Lá os cigarros foram triturados duas vezes e misturados a outros resíduos. O processamento funciona da seguinte forma: os materiais são triturados e misturados, observando alguns procedimentos, como medidas de PH, cloro, umidade, poder calorífico, tamanho etc., de modo que possam ser absorvidos pelos fornos da indústria de cimento, onde são queimados a 1.400 graus, gerando energia para a fabricação do cimento. O que sobra de cinzas, cerca de 3 a 5%, é utilizado no próprio cimento.
Os cigarros estrangeiros foram apreendidos pela Receita Federal por terem sido introduzidos clandestinamente no país.
O contrabando de cigarros acarreta elevadas perdas de arrecadação tributária e afeta diretamente a indústria nacional pela concorrência desleal. Também acaba sendo utilizado para financiar o crime organizado, que encontra no comércio ilegal de cigarros uma fonte lucrativa de renda para condução de diversas outras atividades ilícitas.

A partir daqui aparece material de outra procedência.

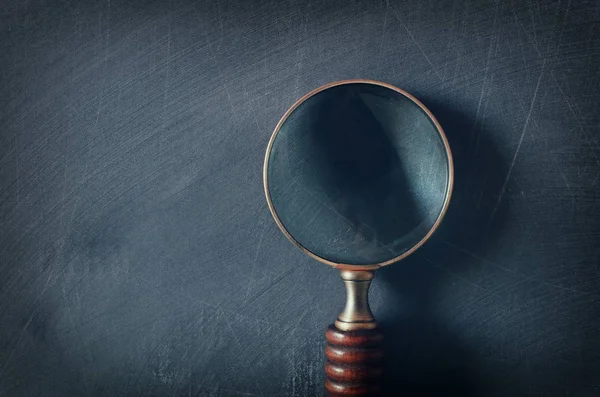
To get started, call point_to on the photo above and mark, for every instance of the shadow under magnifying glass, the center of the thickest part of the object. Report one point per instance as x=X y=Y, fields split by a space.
x=424 y=358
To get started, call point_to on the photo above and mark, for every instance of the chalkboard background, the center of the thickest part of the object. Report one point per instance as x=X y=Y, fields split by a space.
x=137 y=254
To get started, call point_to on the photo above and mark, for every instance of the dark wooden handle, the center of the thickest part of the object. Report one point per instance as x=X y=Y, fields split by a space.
x=353 y=365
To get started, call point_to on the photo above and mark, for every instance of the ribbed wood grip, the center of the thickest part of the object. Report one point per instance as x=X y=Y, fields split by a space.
x=353 y=366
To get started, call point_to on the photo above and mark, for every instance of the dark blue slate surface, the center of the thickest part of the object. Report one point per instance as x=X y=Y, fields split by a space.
x=137 y=254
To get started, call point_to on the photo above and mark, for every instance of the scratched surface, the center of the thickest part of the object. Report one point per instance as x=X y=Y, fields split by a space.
x=137 y=255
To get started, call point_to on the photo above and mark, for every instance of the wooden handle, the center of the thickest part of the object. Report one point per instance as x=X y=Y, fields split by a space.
x=353 y=365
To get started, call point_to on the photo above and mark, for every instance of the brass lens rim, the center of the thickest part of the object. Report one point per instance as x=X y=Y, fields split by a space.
x=348 y=266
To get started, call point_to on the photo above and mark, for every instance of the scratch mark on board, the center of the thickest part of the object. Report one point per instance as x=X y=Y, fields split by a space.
x=417 y=44
x=254 y=262
x=514 y=159
x=517 y=273
x=387 y=8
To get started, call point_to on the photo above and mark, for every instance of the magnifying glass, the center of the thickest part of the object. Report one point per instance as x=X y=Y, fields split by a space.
x=358 y=174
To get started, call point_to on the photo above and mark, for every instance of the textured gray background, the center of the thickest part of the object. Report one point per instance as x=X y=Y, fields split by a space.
x=137 y=254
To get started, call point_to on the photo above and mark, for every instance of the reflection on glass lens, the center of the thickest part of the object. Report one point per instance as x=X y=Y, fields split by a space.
x=358 y=174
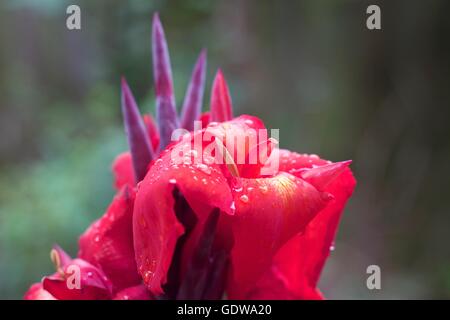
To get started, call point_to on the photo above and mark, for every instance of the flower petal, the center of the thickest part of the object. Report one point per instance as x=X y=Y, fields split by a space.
x=269 y=212
x=108 y=242
x=156 y=227
x=300 y=261
x=138 y=292
x=221 y=107
x=93 y=284
x=37 y=292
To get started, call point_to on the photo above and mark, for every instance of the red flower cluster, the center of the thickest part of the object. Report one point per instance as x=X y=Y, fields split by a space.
x=199 y=229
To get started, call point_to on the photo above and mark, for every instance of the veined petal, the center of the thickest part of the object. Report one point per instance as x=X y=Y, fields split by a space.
x=155 y=223
x=76 y=279
x=194 y=96
x=108 y=242
x=138 y=141
x=300 y=261
x=269 y=211
x=166 y=113
x=221 y=106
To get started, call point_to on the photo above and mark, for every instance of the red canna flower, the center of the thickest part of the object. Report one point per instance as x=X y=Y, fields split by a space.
x=212 y=210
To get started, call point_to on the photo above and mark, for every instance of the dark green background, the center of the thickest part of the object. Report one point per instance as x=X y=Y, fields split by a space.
x=310 y=68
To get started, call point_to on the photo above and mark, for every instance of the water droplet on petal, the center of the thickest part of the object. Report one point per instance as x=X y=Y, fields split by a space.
x=233 y=207
x=244 y=198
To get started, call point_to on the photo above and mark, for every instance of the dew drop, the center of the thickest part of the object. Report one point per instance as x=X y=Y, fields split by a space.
x=204 y=168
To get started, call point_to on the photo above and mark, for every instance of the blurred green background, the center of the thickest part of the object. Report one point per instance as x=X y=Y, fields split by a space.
x=310 y=68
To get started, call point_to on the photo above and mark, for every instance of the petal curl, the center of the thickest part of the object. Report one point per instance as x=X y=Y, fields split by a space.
x=138 y=292
x=108 y=242
x=300 y=261
x=156 y=227
x=269 y=211
x=37 y=292
x=93 y=284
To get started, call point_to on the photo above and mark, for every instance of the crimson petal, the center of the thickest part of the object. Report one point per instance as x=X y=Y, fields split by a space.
x=108 y=242
x=221 y=107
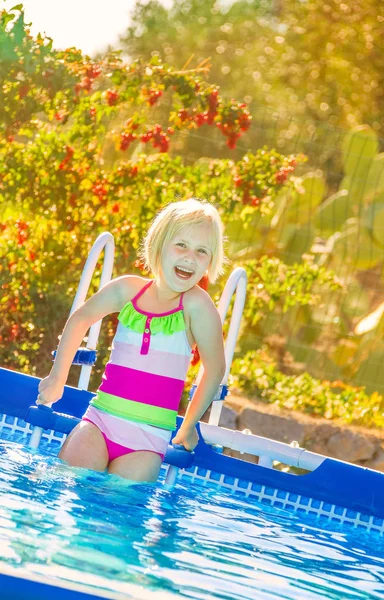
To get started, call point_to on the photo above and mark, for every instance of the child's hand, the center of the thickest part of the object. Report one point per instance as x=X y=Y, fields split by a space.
x=51 y=390
x=187 y=437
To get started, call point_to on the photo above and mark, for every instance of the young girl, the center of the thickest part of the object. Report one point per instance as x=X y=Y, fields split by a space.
x=128 y=424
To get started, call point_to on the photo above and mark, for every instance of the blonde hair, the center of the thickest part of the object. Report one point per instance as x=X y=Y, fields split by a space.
x=168 y=223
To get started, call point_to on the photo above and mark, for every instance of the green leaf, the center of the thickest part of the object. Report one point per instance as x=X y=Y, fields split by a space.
x=332 y=213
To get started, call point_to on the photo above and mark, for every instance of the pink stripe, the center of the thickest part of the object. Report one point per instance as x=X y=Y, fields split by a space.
x=126 y=433
x=166 y=364
x=142 y=387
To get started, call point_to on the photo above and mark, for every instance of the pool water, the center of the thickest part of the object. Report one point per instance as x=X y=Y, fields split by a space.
x=198 y=542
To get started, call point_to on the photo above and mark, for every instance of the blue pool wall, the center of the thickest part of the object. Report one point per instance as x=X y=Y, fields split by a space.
x=337 y=490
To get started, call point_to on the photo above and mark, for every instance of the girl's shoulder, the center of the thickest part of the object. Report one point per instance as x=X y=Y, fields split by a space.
x=128 y=286
x=197 y=299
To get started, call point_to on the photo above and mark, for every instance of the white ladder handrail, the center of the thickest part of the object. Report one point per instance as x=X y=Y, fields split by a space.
x=236 y=284
x=105 y=241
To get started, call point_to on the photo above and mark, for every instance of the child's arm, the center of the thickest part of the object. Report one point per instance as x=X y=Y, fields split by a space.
x=109 y=299
x=207 y=331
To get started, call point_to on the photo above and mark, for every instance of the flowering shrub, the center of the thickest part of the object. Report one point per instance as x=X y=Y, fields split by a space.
x=257 y=375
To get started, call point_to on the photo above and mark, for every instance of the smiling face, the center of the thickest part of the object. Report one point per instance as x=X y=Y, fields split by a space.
x=186 y=257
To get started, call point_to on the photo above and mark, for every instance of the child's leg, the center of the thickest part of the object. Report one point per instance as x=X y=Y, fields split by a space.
x=137 y=466
x=85 y=447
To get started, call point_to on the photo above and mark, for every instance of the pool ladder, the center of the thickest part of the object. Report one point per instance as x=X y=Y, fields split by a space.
x=266 y=449
x=45 y=417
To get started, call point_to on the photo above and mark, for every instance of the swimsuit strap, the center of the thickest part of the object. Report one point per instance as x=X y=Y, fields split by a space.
x=181 y=307
x=141 y=292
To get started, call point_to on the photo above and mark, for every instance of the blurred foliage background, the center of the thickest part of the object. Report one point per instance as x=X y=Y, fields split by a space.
x=274 y=112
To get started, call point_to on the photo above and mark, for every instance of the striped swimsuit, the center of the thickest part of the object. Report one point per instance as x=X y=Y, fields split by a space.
x=136 y=404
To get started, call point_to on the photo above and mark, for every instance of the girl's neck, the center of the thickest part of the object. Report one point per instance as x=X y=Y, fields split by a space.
x=163 y=294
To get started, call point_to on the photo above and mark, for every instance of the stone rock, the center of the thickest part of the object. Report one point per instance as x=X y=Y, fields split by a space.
x=228 y=418
x=350 y=446
x=317 y=436
x=273 y=427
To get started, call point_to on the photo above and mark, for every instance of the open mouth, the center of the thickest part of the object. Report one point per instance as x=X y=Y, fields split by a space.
x=183 y=273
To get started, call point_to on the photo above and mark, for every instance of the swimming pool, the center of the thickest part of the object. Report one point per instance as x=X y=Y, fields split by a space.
x=227 y=530
x=218 y=528
x=100 y=535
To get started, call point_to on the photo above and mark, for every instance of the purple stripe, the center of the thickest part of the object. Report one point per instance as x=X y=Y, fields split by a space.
x=166 y=364
x=138 y=386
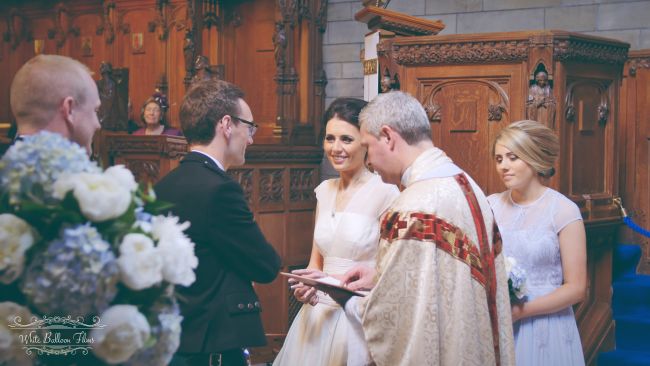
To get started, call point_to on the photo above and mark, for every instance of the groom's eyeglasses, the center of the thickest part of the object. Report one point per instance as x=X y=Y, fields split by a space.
x=252 y=126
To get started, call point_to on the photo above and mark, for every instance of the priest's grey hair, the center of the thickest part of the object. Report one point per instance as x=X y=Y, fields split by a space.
x=399 y=110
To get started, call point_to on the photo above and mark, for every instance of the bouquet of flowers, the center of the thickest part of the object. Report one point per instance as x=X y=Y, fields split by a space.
x=80 y=243
x=516 y=280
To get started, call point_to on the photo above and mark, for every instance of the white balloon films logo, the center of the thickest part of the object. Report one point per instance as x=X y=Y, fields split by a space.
x=56 y=335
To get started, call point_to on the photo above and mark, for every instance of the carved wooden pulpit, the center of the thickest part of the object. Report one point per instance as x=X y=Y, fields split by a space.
x=148 y=157
x=473 y=85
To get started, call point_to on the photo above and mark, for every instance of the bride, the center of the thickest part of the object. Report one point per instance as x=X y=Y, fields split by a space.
x=346 y=233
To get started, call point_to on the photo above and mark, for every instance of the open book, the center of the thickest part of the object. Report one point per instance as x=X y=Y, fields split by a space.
x=323 y=282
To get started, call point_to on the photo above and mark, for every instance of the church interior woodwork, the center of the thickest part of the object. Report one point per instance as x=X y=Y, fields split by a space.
x=592 y=91
x=474 y=85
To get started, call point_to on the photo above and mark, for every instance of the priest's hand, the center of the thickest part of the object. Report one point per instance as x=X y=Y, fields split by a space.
x=340 y=296
x=304 y=293
x=359 y=278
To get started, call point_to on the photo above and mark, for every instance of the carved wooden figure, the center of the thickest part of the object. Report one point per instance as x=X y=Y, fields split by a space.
x=114 y=95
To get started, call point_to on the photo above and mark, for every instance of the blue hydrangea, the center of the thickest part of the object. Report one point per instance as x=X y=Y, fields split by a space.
x=166 y=330
x=76 y=275
x=31 y=166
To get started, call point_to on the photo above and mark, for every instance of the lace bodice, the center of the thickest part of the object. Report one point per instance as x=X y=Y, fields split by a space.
x=530 y=235
x=350 y=236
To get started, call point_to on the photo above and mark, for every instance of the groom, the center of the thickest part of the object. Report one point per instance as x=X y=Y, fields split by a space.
x=221 y=310
x=439 y=292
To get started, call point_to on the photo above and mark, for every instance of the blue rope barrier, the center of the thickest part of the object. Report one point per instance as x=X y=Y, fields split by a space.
x=632 y=225
x=628 y=221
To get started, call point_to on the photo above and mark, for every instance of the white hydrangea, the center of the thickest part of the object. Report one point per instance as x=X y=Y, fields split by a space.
x=16 y=237
x=176 y=250
x=140 y=263
x=101 y=196
x=125 y=333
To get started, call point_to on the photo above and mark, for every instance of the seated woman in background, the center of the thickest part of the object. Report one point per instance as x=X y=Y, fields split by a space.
x=543 y=231
x=346 y=233
x=153 y=116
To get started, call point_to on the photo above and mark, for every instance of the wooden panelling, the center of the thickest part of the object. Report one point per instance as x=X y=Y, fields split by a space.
x=474 y=85
x=466 y=108
x=635 y=149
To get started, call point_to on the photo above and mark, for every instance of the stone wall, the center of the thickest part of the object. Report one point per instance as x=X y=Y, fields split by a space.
x=628 y=21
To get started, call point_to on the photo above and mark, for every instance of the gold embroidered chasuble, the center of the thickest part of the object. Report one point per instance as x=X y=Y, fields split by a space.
x=429 y=306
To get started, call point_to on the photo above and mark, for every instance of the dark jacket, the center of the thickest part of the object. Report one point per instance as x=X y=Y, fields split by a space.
x=221 y=310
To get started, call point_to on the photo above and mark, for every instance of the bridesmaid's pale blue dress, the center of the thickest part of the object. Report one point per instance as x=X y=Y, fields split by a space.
x=530 y=235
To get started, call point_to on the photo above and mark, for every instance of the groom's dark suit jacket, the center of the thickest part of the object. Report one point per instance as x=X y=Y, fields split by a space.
x=221 y=310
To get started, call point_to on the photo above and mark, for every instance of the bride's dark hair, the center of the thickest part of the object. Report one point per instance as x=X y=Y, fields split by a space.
x=346 y=109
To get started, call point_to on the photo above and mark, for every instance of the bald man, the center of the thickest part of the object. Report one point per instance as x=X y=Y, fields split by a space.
x=57 y=94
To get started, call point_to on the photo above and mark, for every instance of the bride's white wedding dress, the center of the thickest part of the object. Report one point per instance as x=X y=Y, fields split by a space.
x=319 y=335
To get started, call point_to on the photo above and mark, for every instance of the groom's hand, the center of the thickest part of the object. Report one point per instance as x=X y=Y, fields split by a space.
x=359 y=278
x=304 y=293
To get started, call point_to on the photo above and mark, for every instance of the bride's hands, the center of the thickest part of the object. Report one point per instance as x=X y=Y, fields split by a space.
x=304 y=293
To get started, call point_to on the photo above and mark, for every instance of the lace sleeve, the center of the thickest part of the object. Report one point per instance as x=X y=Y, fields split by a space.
x=566 y=212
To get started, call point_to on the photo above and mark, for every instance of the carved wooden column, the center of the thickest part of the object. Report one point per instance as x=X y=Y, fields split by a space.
x=286 y=76
x=635 y=149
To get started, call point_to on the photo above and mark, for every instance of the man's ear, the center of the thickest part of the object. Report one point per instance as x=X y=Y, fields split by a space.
x=388 y=135
x=66 y=110
x=225 y=126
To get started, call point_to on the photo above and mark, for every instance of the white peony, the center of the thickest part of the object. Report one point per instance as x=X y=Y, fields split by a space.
x=11 y=351
x=176 y=250
x=100 y=196
x=16 y=237
x=139 y=262
x=125 y=333
x=122 y=175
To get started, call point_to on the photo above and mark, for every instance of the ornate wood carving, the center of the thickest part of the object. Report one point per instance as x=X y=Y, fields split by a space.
x=433 y=110
x=161 y=21
x=280 y=47
x=460 y=53
x=271 y=185
x=144 y=170
x=301 y=184
x=640 y=62
x=190 y=54
x=211 y=14
x=62 y=26
x=245 y=179
x=173 y=148
x=586 y=51
x=113 y=90
x=17 y=28
x=311 y=155
x=106 y=25
x=399 y=23
x=495 y=108
x=495 y=112
x=288 y=9
x=321 y=17
x=602 y=109
x=123 y=27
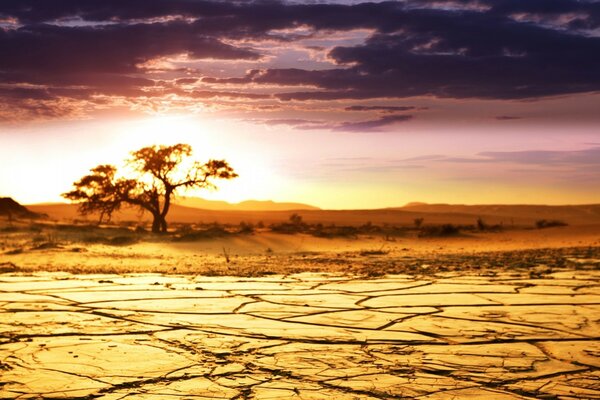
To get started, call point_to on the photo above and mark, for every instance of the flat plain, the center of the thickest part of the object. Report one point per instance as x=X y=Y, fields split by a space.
x=92 y=313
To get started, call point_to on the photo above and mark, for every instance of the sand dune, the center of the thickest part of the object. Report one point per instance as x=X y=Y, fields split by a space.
x=508 y=215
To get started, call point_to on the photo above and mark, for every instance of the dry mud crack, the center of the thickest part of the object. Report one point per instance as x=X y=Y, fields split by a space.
x=304 y=336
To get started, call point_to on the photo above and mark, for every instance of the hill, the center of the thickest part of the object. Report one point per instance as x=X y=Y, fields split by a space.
x=432 y=214
x=10 y=208
x=573 y=214
x=248 y=205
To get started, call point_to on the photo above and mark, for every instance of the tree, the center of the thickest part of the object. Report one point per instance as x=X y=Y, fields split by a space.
x=160 y=175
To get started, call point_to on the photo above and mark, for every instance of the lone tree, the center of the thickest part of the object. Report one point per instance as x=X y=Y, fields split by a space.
x=160 y=175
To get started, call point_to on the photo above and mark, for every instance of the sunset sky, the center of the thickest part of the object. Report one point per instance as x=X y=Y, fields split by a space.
x=338 y=104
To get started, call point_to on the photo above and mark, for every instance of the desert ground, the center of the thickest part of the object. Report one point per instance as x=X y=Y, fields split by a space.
x=343 y=305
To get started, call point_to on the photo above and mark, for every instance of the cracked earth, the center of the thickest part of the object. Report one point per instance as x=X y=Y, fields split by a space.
x=303 y=336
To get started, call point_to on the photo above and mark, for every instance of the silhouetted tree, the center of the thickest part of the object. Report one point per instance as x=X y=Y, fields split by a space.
x=159 y=176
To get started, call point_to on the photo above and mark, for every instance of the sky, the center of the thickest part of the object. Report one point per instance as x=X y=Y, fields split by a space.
x=338 y=104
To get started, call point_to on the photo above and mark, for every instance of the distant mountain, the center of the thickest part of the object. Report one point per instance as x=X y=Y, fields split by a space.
x=10 y=208
x=248 y=205
x=585 y=213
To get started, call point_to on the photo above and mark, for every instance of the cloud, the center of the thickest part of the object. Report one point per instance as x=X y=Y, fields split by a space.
x=507 y=117
x=485 y=49
x=385 y=109
x=372 y=125
x=574 y=158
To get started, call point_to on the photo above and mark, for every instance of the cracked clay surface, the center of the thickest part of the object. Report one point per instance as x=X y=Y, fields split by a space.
x=304 y=336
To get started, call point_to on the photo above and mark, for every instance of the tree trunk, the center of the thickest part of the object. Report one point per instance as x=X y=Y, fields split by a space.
x=156 y=223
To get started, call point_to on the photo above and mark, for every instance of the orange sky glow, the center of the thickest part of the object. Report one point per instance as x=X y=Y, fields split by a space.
x=308 y=105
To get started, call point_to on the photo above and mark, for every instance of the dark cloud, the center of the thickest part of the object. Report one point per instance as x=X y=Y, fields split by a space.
x=386 y=109
x=489 y=49
x=348 y=126
x=372 y=125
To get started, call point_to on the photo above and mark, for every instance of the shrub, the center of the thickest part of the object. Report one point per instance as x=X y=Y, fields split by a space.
x=439 y=230
x=544 y=223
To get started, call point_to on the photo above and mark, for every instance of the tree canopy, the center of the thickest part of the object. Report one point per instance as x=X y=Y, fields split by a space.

É importante destacar que diversos laudos técnicos têm demonstrado, na composição dos cigarros provenientes do contrabando, altos teores de alcatrão e nicotina e a presença de diversos componentes danosos à saúde do consumidor, como resíduos de insetos, de plástico e de inseticidas há mais de 20 anos proibidos no país por serem cancerígenos.